Varias horas después, sellado bajo los escombros, el polvo y la oscuridad de la tragedia, Willy vió una linterna y escuchó “por aquí, por aquí”. Se asomó y pensó “estoy muerto”. Cuenta que ya iba “entrando al túnel, a las puertas del cielo” cuando vio la palabra “ambulancia” del revés. “Me hicieron los primeros auxilios y dije “ay, estoy vivo”. Me di cuenta de que no tenía ni un hueso roto. Un milagro”, añade emocionado, mostrando el chaleco que llevaba puesto que ahora guarda, junto a la llave maestra, como reliquia en recuerdo del día más oscuro de su vida.
Dar conferencias contando su historia le ha servido de terapia durante estas dos décadas para superar el trauma, que asegura le impidió por mucho tiempo subirse a un ascensor o hacer una vida normal.
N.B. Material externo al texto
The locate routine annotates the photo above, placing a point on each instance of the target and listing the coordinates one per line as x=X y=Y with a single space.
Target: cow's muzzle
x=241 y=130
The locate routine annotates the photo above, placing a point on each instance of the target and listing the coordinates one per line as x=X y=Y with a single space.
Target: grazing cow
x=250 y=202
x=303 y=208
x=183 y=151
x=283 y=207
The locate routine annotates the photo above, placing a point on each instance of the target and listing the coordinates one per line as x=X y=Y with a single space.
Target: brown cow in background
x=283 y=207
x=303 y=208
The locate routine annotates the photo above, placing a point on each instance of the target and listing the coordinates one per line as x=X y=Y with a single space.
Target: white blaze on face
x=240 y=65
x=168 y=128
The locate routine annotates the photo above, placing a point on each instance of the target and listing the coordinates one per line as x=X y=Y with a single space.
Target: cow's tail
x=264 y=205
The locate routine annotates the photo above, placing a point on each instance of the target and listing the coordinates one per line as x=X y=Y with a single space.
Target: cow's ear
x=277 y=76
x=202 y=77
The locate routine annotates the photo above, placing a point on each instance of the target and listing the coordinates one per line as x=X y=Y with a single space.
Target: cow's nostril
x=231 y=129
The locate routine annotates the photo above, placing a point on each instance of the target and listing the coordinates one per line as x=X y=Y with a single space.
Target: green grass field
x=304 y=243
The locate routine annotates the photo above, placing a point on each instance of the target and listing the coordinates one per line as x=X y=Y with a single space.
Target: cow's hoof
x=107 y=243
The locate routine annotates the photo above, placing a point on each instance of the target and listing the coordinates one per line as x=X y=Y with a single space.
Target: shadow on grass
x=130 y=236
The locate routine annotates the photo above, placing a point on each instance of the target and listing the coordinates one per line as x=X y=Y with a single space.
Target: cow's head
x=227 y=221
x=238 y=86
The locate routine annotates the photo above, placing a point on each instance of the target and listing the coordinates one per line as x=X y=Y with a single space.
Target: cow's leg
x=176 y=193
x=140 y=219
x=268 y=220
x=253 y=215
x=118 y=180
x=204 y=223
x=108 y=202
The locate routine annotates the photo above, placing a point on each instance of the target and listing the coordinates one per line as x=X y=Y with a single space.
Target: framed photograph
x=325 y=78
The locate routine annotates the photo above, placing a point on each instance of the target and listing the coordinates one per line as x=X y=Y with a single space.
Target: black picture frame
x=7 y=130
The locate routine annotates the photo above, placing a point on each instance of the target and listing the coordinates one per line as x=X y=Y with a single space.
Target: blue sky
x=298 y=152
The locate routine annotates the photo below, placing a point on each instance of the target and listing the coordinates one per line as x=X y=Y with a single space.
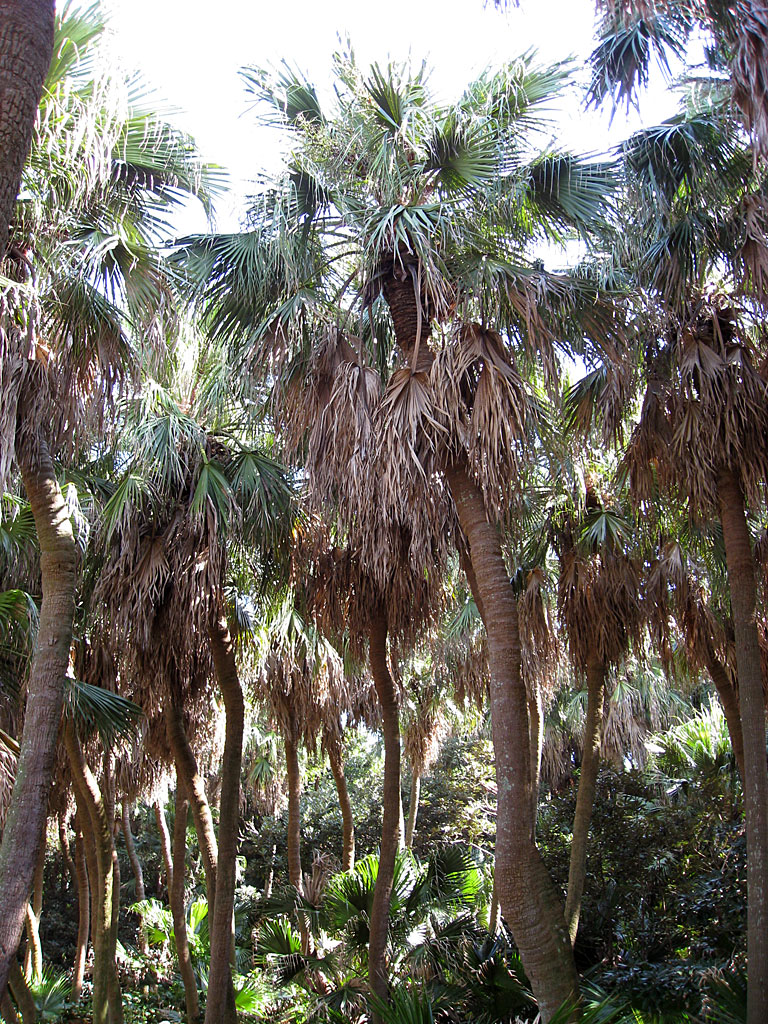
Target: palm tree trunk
x=107 y=1004
x=220 y=1006
x=84 y=910
x=178 y=910
x=526 y=895
x=25 y=823
x=413 y=807
x=392 y=807
x=294 y=810
x=740 y=566
x=186 y=768
x=138 y=875
x=586 y=795
x=165 y=843
x=26 y=48
x=337 y=769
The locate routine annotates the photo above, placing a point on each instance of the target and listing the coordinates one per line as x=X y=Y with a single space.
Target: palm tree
x=109 y=179
x=26 y=50
x=408 y=222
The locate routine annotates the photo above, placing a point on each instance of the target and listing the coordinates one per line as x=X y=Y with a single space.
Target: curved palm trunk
x=138 y=875
x=165 y=843
x=107 y=1000
x=413 y=807
x=586 y=795
x=26 y=48
x=740 y=566
x=84 y=910
x=25 y=824
x=220 y=1006
x=176 y=899
x=392 y=808
x=526 y=895
x=186 y=768
x=337 y=769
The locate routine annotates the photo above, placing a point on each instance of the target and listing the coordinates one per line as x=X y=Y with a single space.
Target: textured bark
x=729 y=701
x=186 y=767
x=26 y=49
x=138 y=875
x=586 y=795
x=22 y=993
x=25 y=824
x=176 y=900
x=165 y=843
x=84 y=910
x=413 y=807
x=337 y=769
x=91 y=807
x=392 y=808
x=220 y=1005
x=740 y=566
x=528 y=901
x=294 y=811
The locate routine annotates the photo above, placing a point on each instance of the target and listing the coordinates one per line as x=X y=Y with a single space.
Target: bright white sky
x=192 y=50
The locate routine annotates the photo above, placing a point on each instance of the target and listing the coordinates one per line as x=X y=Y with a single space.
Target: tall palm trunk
x=165 y=843
x=526 y=895
x=392 y=807
x=138 y=875
x=294 y=809
x=176 y=899
x=740 y=566
x=108 y=1008
x=84 y=910
x=220 y=1006
x=413 y=807
x=186 y=768
x=586 y=795
x=26 y=48
x=347 y=820
x=25 y=823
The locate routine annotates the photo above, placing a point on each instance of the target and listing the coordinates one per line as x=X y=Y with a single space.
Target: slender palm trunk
x=337 y=769
x=220 y=1006
x=392 y=807
x=526 y=895
x=138 y=875
x=729 y=701
x=413 y=807
x=26 y=48
x=165 y=844
x=84 y=910
x=91 y=806
x=740 y=565
x=186 y=768
x=294 y=810
x=176 y=899
x=586 y=795
x=25 y=823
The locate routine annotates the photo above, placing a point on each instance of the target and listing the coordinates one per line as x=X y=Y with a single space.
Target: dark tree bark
x=526 y=895
x=108 y=1007
x=26 y=49
x=740 y=564
x=220 y=1006
x=337 y=769
x=84 y=910
x=176 y=900
x=25 y=824
x=586 y=795
x=138 y=875
x=186 y=768
x=392 y=807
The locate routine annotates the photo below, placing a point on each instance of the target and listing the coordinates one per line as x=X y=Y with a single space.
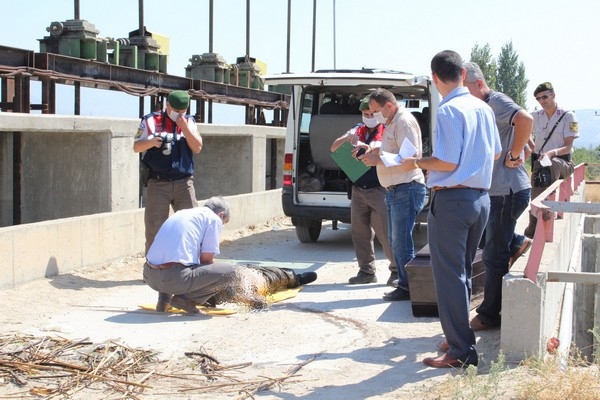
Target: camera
x=542 y=178
x=167 y=144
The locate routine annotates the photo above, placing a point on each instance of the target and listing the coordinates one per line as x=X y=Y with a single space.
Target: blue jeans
x=501 y=243
x=404 y=202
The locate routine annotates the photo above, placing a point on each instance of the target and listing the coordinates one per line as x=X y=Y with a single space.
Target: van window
x=307 y=105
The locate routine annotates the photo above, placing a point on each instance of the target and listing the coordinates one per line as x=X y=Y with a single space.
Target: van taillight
x=288 y=158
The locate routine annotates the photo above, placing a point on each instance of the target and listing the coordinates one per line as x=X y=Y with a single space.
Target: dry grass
x=533 y=379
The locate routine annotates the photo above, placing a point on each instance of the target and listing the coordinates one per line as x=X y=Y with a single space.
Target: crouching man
x=181 y=266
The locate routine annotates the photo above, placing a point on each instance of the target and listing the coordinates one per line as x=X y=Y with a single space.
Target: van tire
x=309 y=233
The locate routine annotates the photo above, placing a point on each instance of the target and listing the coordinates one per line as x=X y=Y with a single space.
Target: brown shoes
x=446 y=361
x=443 y=346
x=522 y=250
x=185 y=304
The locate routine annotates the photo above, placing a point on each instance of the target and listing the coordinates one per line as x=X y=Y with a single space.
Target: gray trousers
x=455 y=223
x=368 y=214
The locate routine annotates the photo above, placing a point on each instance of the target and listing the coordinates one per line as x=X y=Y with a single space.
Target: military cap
x=179 y=99
x=542 y=87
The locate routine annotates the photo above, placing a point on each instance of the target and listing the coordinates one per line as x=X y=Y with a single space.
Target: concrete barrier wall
x=44 y=249
x=73 y=166
x=531 y=311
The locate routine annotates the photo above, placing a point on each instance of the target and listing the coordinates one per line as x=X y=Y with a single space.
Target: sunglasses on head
x=544 y=97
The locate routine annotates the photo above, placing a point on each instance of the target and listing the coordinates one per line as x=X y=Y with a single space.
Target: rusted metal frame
x=541 y=208
x=77 y=68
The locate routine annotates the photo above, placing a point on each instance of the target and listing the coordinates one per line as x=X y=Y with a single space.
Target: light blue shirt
x=465 y=134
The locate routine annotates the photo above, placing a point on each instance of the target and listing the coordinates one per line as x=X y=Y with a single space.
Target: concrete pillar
x=587 y=297
x=522 y=316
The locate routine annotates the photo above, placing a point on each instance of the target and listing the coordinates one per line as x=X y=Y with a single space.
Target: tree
x=482 y=56
x=510 y=78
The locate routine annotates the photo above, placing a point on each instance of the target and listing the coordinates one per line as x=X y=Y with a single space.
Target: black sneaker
x=305 y=278
x=362 y=277
x=398 y=294
x=393 y=279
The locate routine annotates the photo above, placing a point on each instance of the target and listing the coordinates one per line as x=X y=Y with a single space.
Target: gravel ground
x=332 y=341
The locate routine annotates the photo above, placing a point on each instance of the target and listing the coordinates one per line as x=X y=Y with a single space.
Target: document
x=406 y=150
x=352 y=167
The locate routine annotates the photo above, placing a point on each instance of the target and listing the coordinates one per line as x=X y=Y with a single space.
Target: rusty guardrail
x=543 y=207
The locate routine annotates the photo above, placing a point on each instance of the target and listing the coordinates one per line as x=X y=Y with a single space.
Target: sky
x=557 y=41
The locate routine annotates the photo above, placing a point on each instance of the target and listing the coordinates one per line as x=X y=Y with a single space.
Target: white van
x=324 y=105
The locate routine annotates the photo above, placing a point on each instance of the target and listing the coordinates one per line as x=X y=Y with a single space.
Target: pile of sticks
x=57 y=368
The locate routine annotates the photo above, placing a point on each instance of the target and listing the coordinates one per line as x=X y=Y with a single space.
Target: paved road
x=356 y=346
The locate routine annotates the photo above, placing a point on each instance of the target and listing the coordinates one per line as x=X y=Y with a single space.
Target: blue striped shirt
x=465 y=134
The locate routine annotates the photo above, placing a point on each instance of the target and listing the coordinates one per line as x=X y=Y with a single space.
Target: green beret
x=542 y=87
x=179 y=99
x=364 y=104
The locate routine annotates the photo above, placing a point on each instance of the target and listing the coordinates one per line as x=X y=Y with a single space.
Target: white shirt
x=185 y=235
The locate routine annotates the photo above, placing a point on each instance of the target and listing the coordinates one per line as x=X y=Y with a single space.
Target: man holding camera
x=554 y=130
x=168 y=139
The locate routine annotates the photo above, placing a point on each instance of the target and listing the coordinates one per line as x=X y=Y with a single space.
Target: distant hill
x=589 y=129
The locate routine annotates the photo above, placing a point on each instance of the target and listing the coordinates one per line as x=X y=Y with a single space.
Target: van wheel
x=309 y=233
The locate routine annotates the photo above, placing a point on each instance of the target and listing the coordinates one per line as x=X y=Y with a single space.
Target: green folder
x=352 y=167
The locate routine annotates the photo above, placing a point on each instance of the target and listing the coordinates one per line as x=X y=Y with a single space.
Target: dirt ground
x=332 y=341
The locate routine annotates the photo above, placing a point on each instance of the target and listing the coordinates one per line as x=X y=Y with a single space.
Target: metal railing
x=550 y=201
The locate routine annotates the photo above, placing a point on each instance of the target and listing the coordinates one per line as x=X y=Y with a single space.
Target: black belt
x=159 y=177
x=164 y=266
x=437 y=188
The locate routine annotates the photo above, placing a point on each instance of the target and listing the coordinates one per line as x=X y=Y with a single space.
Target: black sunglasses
x=544 y=97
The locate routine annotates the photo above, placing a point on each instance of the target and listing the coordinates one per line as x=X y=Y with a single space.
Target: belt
x=437 y=188
x=158 y=177
x=164 y=266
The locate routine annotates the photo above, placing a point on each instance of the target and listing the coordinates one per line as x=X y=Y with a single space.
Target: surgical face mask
x=174 y=115
x=370 y=122
x=379 y=117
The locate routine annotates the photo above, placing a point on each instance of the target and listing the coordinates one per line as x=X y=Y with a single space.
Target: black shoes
x=393 y=279
x=397 y=295
x=362 y=277
x=164 y=302
x=305 y=278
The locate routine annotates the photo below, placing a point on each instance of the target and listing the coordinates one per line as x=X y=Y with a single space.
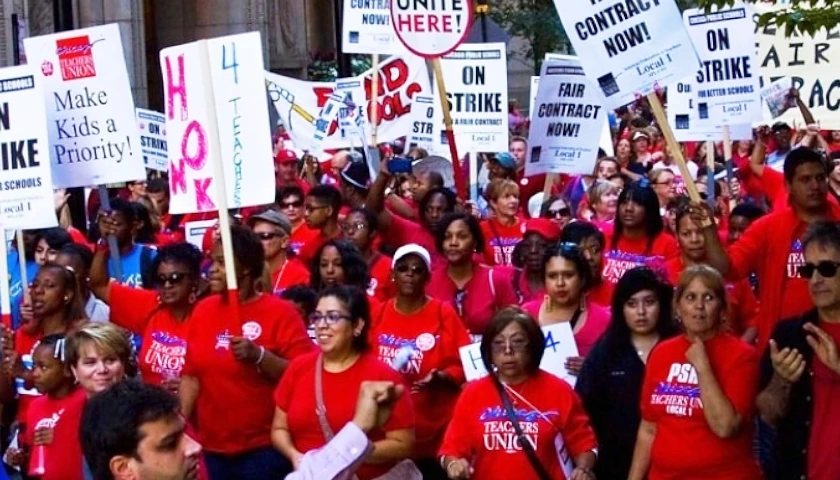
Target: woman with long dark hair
x=610 y=381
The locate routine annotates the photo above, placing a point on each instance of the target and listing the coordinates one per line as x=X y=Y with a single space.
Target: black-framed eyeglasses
x=826 y=268
x=331 y=317
x=172 y=278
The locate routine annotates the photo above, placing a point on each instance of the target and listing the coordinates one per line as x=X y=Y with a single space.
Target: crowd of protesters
x=706 y=332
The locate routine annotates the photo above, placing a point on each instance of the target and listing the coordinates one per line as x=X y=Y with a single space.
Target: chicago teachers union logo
x=75 y=57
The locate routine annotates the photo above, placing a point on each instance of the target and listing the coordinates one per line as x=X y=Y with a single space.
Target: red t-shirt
x=551 y=416
x=292 y=273
x=823 y=461
x=500 y=240
x=434 y=334
x=234 y=409
x=62 y=457
x=296 y=397
x=478 y=301
x=164 y=346
x=684 y=446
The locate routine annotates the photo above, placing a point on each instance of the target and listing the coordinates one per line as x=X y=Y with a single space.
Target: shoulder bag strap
x=523 y=440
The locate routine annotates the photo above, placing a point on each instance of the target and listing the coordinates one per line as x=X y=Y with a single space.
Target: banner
x=682 y=117
x=152 y=127
x=93 y=136
x=727 y=88
x=559 y=346
x=216 y=111
x=628 y=47
x=298 y=102
x=811 y=62
x=475 y=75
x=26 y=195
x=366 y=28
x=567 y=122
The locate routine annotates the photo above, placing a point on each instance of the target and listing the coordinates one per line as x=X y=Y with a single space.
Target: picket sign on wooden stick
x=674 y=147
x=113 y=246
x=460 y=186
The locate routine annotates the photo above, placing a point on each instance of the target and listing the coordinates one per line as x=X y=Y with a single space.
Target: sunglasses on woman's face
x=827 y=269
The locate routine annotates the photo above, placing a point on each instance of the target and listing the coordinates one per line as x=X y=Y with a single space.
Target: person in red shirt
x=311 y=399
x=162 y=317
x=638 y=238
x=483 y=439
x=290 y=202
x=320 y=209
x=698 y=396
x=772 y=245
x=505 y=228
x=274 y=231
x=742 y=306
x=361 y=226
x=234 y=362
x=420 y=337
x=475 y=290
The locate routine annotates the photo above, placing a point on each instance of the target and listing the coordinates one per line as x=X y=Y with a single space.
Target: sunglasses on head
x=827 y=269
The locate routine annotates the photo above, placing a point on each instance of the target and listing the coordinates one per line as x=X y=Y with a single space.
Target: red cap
x=544 y=228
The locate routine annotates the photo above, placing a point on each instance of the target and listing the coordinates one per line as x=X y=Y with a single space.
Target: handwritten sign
x=93 y=135
x=559 y=346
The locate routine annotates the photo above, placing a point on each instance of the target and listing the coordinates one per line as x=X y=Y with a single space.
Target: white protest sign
x=776 y=97
x=567 y=122
x=727 y=87
x=683 y=118
x=431 y=29
x=298 y=103
x=628 y=46
x=152 y=127
x=559 y=346
x=26 y=195
x=476 y=86
x=366 y=28
x=810 y=61
x=93 y=136
x=216 y=110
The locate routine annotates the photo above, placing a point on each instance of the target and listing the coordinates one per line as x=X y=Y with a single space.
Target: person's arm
x=641 y=453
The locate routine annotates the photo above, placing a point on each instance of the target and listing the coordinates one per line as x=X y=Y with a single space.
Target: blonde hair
x=108 y=339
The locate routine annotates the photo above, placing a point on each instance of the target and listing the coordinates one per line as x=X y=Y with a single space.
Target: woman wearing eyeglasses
x=311 y=400
x=699 y=391
x=519 y=421
x=361 y=227
x=420 y=337
x=237 y=354
x=162 y=317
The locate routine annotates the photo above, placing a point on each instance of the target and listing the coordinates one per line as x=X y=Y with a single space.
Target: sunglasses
x=827 y=269
x=172 y=279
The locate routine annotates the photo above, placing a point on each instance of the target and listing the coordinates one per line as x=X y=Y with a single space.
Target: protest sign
x=366 y=28
x=559 y=346
x=476 y=87
x=683 y=118
x=810 y=61
x=152 y=127
x=26 y=195
x=93 y=136
x=567 y=122
x=431 y=29
x=299 y=103
x=777 y=97
x=628 y=47
x=727 y=86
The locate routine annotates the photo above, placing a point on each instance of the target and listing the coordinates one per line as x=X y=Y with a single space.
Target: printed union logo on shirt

Terminó sin trabajo, sin casa y mendigando en las calles de la Gran Manzana hasta que alguien le reconoció y le ayudaron a denunciar su situación para salir del agujero, recibir ayudas del Gobierno como superviviente de los atentados, pero sobre todo como héroe que ayudó a cientos de personas a poder volver a abrazar a sus seres queridos.
“Te quiero agradecer lo que hiciste por mí ese día porque gracias a ti he podido ver a mis hijos crecer”, le dijo hace unos días, veinte años después, un compañero que se encontraba en el sótano cuando el primer avión impactó contra la Torre Norte y al que Willy advirtió de lo que estaba sucediendo para que abandonara cuanto antes el edificio. Su comentario me hizo llorar “como una magdalena”, confiesa.
Desde entonces, cada 11 de septiembre, las víctimas y los familiares se reúnen para conmemorar el aniversario del día que les cambió la vida para siempre. Y es que todos coinciden que ese capítulo de su vida es todavía una herida abierta. Para ellos, las víctimas, los supervivientes y los familiares; y para toda la sociedad estadounidense.